それでも美味しいと思う今日は、そこそこ暑い日。
ただ風は冷たい。
秋が遊びに来ているのがわかる。
「由鈴が今書いてるネタって、昨日降ってきたときに浮かんだやつなの?」
章はシャーベットのアイスをかじり、冷たかったのか、ギュッと目をつむる。
「ネタはね、去年からあっためてたヤツ」
「1年も!?」
「これはね。なかなか書き出し、出てこなくてさ」
「へぇー。……あ、ごめ。書くの邪魔した」
「いいって。見ていいって言ったのあたしだし」
普段は話しかけられたくないし、言葉が邪魔して、文章なんて書けないのに、今日は違った。

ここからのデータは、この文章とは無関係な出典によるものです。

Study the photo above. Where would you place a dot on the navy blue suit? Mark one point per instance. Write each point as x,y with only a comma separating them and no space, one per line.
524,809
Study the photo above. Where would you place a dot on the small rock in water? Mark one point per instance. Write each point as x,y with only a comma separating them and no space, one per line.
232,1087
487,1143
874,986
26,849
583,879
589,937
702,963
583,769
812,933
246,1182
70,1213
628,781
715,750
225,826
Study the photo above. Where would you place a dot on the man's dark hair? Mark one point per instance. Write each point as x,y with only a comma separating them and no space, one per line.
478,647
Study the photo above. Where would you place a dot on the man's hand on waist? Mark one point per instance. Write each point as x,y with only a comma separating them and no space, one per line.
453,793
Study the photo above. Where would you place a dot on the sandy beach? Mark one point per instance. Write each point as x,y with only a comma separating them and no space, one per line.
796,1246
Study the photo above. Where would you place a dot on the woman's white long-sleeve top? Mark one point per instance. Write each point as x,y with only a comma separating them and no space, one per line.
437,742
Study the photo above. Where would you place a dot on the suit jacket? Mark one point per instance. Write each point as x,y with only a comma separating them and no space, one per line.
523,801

章と話をした方がスムーズに地の文が直るし、見直せる。それに、章と話す度に、キャラが元気になっていく。いや、生気を帯びていく。そんな雰囲気がある。
「章は発想を与える天才なのかね」
「どういう意味?」
「文がスラスラ出てくるの。すごいよ、これ」
あたしが褒めたことが嬉しかったのか、章が目を細めて、微笑んだ。
あたしは思う。
心の底からあたしに笑ったのは、これが初めてだ───
息を飲んだ。
別に、すごくカッコよかったわけでもない。
でも、章の素直な気持ちが、あたしの息を止めたんだ。
「えーー、はやくない? 絶対ウチらが一番と思ってたのにー」
振り返ると、女子3人がいる。
車が去って行ったことから、送ってもらったようだ。
しかしながら、サーヤしか喋らない。他の2人は会話が出来ない呪いでもかけられてるんだろうか?
「みんな、浴衣なんだ。かわいいね、それ」
あたしは先手を打った。
さらに、裾と襟首を直してあげる。
これでもババアの孫だ。浴衣くらい着付けできるし、直しもできる。
「ね、章くん、浴衣どう?」
無視かよ!!!!!!!!
「……へぇ。夏っぽいね」
ニコリともしないこいつも、結構なクズだ。